“Doubtless you deceive me,” he said, “and I hope you do. Unhappy children! you do not know what this rupture may cost you.”

And, instead of returning to his office, he shut himself up in that little room which he called his study, and only came out of it at about five o’clock, holding under his arm an enormous bundle of papers, and saying that it was useless to wait for him for dinner, as he would not come home until late in the night, if he came home at all, being compelled to make up for his lost day.

“What is the matter with your father, my poor children?” exclaimed Mme. Favoral. “I have never seen him in such a state.”

“Doubtless,” replied Maxence, “the rupture with Costeclar is going to break up some combination.”

But that explanation did not satisfy him any more than it did his mother. He, too, felt a vague apprehension of some impending misfortune. But what? He had nothing upon which to base his conjectures. He knew nothing, any more than his mother, of his father’s affairs, of his relations, of his interests, or even of his life, outside the house.

And mother and son lost themselves in suppositions as vain as if they had tried to find the solution of a problem, without possessing its terms.
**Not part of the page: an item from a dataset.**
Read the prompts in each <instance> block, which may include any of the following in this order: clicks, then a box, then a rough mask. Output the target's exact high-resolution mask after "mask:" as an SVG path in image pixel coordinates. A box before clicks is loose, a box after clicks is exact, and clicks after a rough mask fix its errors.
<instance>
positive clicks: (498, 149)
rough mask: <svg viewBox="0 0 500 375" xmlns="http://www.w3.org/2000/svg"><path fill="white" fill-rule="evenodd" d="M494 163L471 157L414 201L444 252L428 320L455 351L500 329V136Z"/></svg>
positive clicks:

With a single word Mlle. Gilberte thought she might have enlightened them.

In the unerring certainty of the blow, in the crushing promptness of the result, she thought she could recognize the hand of Marius de Tregars.

She recognized the hand of the man who acts, and does not talk. And the girl’s pride felt flattered by this victory, by this proof of the powerful energy of the man whom, unknown to all, she had selected. She liked to imagine Marius de Tregars and M. Costeclar in presence of each other,—the one as imperious and haughty as she had seen him meek and trembling; the other more humble still than he was arrogant with her.

“One thing is certain,” she repeated to herself; “and that is, I am saved.”